Mido Macia goes home
They were waiting at the border: more than 100 people bearing a Mozambican flag and ready to pray.
Four elderly women led the delegation. They came from Matola, where Emidio Macia spent the first 10 years of his life.
The mourners prayed and sang hymns, preparing to allow the hearse containing Macia’s body to cross the border from South Africa into Mozambique.
Many wept when the woman leading the prayers asked: “Why do South Africans hate us so much?
“Please tell us what it is that we have done wrong to you. We are neighbours, but you continuously unleash cruelty on us.”
For Macia’s family and friends, Friday started in Joburg and ended, many long hours later, at Mpumalanga’s Lebombo border post.
First, they spent the day in court listening to proceedings during the bail applications of the nine police officers accused of murdering Macia.
Two weeks ago, Macia died in a Daveyton Police Station holding cell. The officers are due back in the Benoni Magistrates’ Court tomorrow.
From court, it was time for Macia – affectionately known as Mido to Daveyton residents – to make his final journey back to the house he called home for 17 years.
As the coffin containing his body was offloaded from a white hearse outside the Daveyton house, mourners burst into song.
Like schoolchildren at the sounding of the morning assembly siren, everybody rushed to see whether the moment they had been dreading – but knew was coming – had finally arrived.
Seven men carried the coffin into the yard, heading straight to the outside room the young man had lived in for many years.
Tears rolled down the cheeks of some mourners as they watched the coffin being taken to his small, poorly ventilated room.
Others muttered: “Mido died before his time.” For 30 minutes, mourners sang hymns and waited patiently for Macia’s family to start a prayer session before they set off for Mozambique.
During that time, Macia’s father Jossefia sat in the dining room inside the main house drinking a glass of cold water. He said nothing. His face was empty.
It was only when Macia’s cousin Carlos came to Jossefia and said: “Uncle, it is time,” that the older man rose from his seat.
He walked slowly to Macia’s room and joined in a short prayer service.
Then he went back to the main house to sit again.
Neatly dressed in a pinstriped grey suit and blue shirt and speaking through a translator, Jossefia told City Press he had no words to explain his feelings.
“Mido came to South Africa as a young boy looking for greener pastures, but today he leaves in a coffin. He had aspirations and was hoping to return to Mozambique some day to better our lives. Now that will never happen,” he said.
His stern facade cracked.
As the sun started to sink below the horizon on Friday, scores of people moved up and down Daveyton’s Gumbi Street.
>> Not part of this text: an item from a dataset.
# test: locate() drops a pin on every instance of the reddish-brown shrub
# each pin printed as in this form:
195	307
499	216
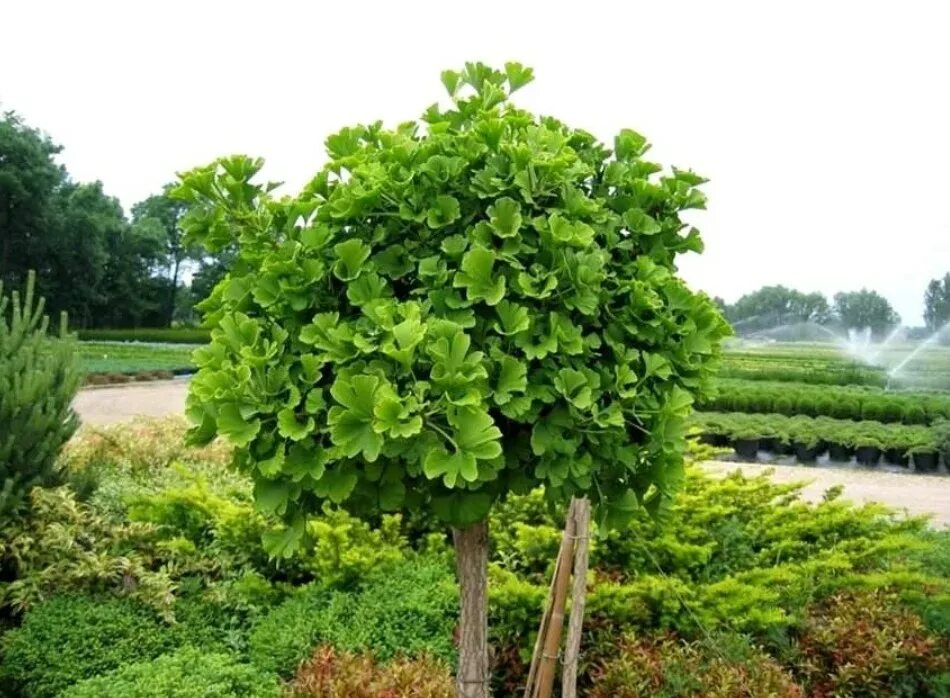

The street resembled a taxi rank – but here, traffic police had cordoned off the road and a hearse was at the head of the queue, a police van waiting to escort it to its next destination.
Macia’s coffin was carried on to the back of the hearse as mourners sang a hymn: “God welcome his soul in heaven and grant him the power to forgive his enemies.”
Jossefia jumped into the passenger seat and the hearse set off.
Before Mozambique, though, there was one last stop: the Daveyton Police Station holding cells.
There, the family performed a ritual during which they told Macia’s spirit they were taking him home.
Jossefia, Macia’s cousins Mario and Carlos, and the dead man’s landlord, Badalisile Ngwenya, went into the holding cell where Macia took his last breath.
Jossefia asked the police officers on duty to show him the spot where his son died.
It was pointed out – less than a metre from the thick steel door of the cell.
He knelt, took out a white cloth and sprinkled snuff on it while calling his son’s name.
He spoke quietly, then dragged the white cloth behind him and crawled out of the cell.
In the corridor, he neatly folded the cloth.
Jossefia then walked silently to the hearse and laid the white cloth atop his son’s coffin.
It was dark when the procession – about 30 vehicles – started their journey to Matola.
In the taxis and cars, mourners sang and danced, saying this was what Macia would have wanted for his funeral.
Yesterday, a packed tent of mourners received Macia’s body when it arrived after 8am in Matola, about 15km from Maputo.
Relatives cried uncontrollably as his coffin was carried through a guard of honour formed by members of the Zion Christian Church.
All speakers at Macia’s funeral criticised the South African police for having had a hand in his death.
The governor of Maputo province, Maria Elias Jonas, said: “Macia suffered at the hands of the South African police and they should suffer too. They must be punished for what they did. They are supposed to be guarding the people but they are killing them.”